Musing on such thoughts Levin reached home in the darkness.

 

The bailiff, who had been to the merchant, had come back and brought part of the money for the wheat. An agreement had been made with the old servant, and on the road the bailiff had learned that everywhere the corn was still standing in the fields, so that his one hundred and sixty shocks that had not been carried were nothing in comparison with the losses of others.

 

After dinner Levin was sitting, as he usually did, in an easy chair with a book, and as he read he went on thinking of the journey before him in connection with his book. Today all the significance of his book rose before him with special distinctness, and whole periods ranged themselves in his mind in illustration of his theories. "I must write that down," he thought. "That ought to form a brief introduction, which I thought unnecessary before." He got up to go to his writing table, and Laska, lying at his feet, got up too, stretching and looking at him as though to inquire where to go. But he had not time to write it down, for the head peasants had come round, and Levin went out into the hall to them.

 

After his levee, that is to say, giving directions about the labors of the next day, and seeing all the peasants who had business with him, Levin went back to his study and sat down to work.

 

Laska lay under the table; Agafea Mihalovna settled herself in her place with her stocking.

 

After writing for a little while, Levin suddenly thought with exceptional vividness of Kitty, her refusal, and their last meeting.
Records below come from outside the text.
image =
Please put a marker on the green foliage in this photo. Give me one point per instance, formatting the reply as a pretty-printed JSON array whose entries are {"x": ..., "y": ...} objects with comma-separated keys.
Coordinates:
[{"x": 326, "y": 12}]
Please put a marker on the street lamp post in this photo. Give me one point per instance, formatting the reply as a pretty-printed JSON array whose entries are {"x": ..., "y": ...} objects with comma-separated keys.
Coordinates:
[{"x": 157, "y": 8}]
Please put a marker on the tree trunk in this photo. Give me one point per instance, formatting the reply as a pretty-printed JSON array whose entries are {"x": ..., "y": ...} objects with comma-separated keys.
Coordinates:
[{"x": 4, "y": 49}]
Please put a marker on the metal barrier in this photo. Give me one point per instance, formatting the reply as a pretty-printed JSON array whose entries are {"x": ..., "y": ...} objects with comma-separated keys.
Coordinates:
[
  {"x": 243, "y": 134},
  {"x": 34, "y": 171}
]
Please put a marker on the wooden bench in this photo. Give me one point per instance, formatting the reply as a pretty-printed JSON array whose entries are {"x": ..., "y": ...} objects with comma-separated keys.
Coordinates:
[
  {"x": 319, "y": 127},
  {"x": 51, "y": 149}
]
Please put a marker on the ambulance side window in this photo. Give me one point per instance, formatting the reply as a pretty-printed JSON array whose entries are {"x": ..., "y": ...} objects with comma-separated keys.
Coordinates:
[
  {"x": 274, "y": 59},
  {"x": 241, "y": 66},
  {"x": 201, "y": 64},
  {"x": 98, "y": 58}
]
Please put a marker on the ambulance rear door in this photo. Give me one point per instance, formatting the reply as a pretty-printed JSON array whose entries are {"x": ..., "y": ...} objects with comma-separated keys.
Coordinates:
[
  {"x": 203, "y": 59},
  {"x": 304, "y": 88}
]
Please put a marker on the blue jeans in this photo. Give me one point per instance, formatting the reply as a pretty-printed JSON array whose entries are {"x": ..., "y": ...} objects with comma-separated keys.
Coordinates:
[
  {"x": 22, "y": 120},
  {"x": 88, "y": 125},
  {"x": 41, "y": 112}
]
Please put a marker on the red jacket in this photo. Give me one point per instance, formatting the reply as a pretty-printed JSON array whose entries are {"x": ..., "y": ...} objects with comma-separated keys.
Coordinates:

He got up and began walking about the room.

 

"What's the use of being dreary?" said Agafea Mihalovna. "Come, why do you stay on at home? You ought to go to some warm springs, especially now you're ready for the journey."

 

"Well, I am going away the day after tomorrow, Agafea Mihalovna; I must finish my work."

 

"There, there, your work, you say! As if you hadn't done enough for the peasants! Why, as 'tis, they're saying, 'Your master will be getting some honor from the Tsar for it.' Indeed and it is a strange thing; why need you worry about the peasants?"

 

"I'm not worrying about them; I'm doing it for my own good."

 

Agafea Mihalovna knew every detail of Levin's plans for his land. Levin often put his views before her in all their complexity, and not uncommonly he argued with her and did not agree with her comments. But on this occasion she entirely misinterpreted what he had said.